Homossexualidade, preconceito e revista feminina adolescente

Antes de mais nada, um breve esclarecimento: sou hetero e feliz com a minha "opção". Mas quanto mais amigos meus saem do armário e consequentemente conheço mais homossexuais mais a minha posição quase militante pela causa se afirma. Dando um exemplo: uma grande amiga se descobriu homo há um tempinho, e está bem consigo mesma como não estava antes de "sair do armário". Acompanhei todo o processo, somos amigas há muitos anos. A felicidade dela com a sua sexualidade é linda (até aturo ela falando de mulher de vez em quando, apesar de não gostar muito de ficar comentando bunda de mulher), e nada nem ninguém vai me convencer que ela estaria melhor procurando relaciomentos e sexo com homens. Essa minha amiga é o meu exemplo mais próximo, mas vejo em outros bissexuais e homossexuais o mesmo: estão felizes como não estariam de forma alguma se tentassem ser heteros.

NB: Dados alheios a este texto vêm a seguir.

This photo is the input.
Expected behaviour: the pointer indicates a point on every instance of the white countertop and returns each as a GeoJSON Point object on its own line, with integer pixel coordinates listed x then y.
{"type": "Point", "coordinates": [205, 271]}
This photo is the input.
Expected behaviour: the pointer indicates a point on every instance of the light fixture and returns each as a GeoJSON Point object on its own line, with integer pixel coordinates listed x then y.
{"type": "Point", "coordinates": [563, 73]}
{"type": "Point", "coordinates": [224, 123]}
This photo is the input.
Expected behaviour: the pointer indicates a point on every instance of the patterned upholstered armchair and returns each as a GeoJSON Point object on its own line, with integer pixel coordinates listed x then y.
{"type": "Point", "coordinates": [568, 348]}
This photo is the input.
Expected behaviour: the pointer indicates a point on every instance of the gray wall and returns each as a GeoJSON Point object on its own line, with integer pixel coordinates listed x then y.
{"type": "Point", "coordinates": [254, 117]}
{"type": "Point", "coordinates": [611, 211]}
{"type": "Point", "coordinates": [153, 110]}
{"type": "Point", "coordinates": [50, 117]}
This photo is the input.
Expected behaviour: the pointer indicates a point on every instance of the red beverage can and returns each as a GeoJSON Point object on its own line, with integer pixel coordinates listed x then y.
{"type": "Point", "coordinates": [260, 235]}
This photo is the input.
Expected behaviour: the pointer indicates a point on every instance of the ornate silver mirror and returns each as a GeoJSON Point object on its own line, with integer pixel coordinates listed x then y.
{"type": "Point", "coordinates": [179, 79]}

Findo o prólogo, o assunto propriamente dito do post: estava eu tuitando hoje de manhã quando recebo um tuito divulgando esse artigo no Observatório da Imprensa: Capricho - Lições de mulherzinha. Resumindo o conteúdo do mesmo, faz-se uma crítica ao conteúdo da revista direcionado para a educação sexual (educação mesmo, já que o público alvo é o adolescente). Fernando Barros defende o argumento de que a revista é conservadora, ao endossar estereótipos de feminino e masculino - como o de que meninos gostam de jogar bola e meninas de maquiagem. Além de reforçar esse estereótipo, a revista trabalha com as meninas dessa idade como se nenhuma delas tivesse dúvida acerca da sua sexualidade: todos os artigos que tratam deste assunto têm como tema a relação heterossexual, sem espaço para dúvidas, para a existência de lesbianismo, de bissexualismo, sem nenhum incentivo à diversidade.

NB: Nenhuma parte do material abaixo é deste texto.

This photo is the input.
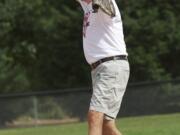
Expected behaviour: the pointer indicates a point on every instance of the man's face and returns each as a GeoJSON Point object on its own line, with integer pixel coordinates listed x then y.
{"type": "Point", "coordinates": [87, 1]}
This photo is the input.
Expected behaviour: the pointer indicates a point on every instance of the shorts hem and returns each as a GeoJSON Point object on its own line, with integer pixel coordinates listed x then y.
{"type": "Point", "coordinates": [107, 115]}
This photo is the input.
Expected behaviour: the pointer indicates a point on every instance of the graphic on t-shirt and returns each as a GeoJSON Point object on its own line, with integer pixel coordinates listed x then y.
{"type": "Point", "coordinates": [86, 23]}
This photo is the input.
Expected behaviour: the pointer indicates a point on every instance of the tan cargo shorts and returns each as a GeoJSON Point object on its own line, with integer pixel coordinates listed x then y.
{"type": "Point", "coordinates": [109, 81]}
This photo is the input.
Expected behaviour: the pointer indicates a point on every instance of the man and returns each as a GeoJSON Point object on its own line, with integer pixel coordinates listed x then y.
{"type": "Point", "coordinates": [105, 51]}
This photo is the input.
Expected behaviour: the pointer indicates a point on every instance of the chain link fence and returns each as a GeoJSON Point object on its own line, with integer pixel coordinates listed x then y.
{"type": "Point", "coordinates": [71, 105]}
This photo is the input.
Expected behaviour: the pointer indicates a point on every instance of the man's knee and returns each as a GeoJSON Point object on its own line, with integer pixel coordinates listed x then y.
{"type": "Point", "coordinates": [109, 128]}
{"type": "Point", "coordinates": [95, 117]}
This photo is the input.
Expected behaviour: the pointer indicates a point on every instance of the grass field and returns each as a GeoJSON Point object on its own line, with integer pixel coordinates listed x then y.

Daí resolvi comentar (os trechos grifados são acréscimos para este post):

Homossexualidade não é perversidade, é apenas outra forma de se relacionar com o sexo. De forma alguma pode ser comparado à tentar "conquistar" o professor para ter uma boa nota. [como insinuaram num comentário acima do meu]. 
Concordo com o argumento presente no artigo de que essas revistas adolescentes (sim, fui leitora delas) reforçam o estereótipo de feminino e masculino, não abrindo muitas possibilidades para que hajam outras vias. E não estou aqui falando de homens com maneiras de mulher e mulheres com maneiras de homem: masculinidade e feminilidade vai além disso. Existem mulheres hetero e femininas (como eu) que gostam de futebol e homens heteros e viris que gostam e entendem de moda (conheço exemplos). E são modelos que não aparecem nessas revistas. [eu por exemplo não estou nessas revistas: sou curta e grossa, sei as regras do futebol, acompanho, gosto de tecnologia, de rock pesado].

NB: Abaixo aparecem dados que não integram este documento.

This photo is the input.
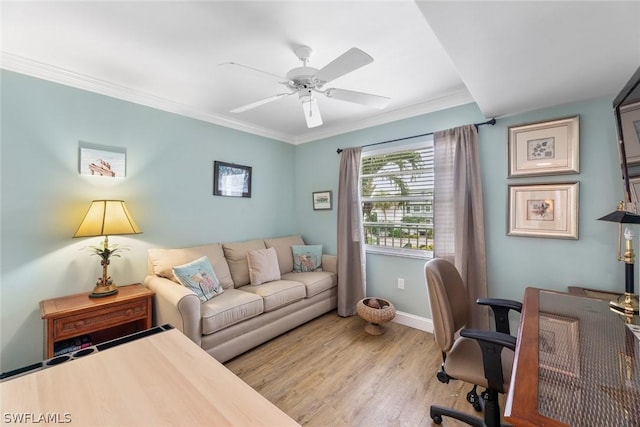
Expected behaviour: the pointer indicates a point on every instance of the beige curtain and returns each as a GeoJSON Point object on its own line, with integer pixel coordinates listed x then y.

Claro que a maioria do público dessas revistas é hetero, ou se imagina assim.Claro que, como a garota do comentário acima disse, se a revista tivesse como capa "como conquistar aquelA fofA" ela não venderia. Mas isso não exclui a possibilidade de aparecimento de reportagens esparsas sobre a questão de dúvida de sexualidade, mais comum aos adolescentes do que supõe muitas garotas leitoras da Capricho, ou de qualquer outra revista do tipo. Então a presença de matérias desse tipo, de matérias contra o preconceito seriam realmente positivas, e educativas. E poderiam ajudar a diminuir o problema de bullying contra meninos e meninas que fogem aos estereótipos [e/ou que já se definiram].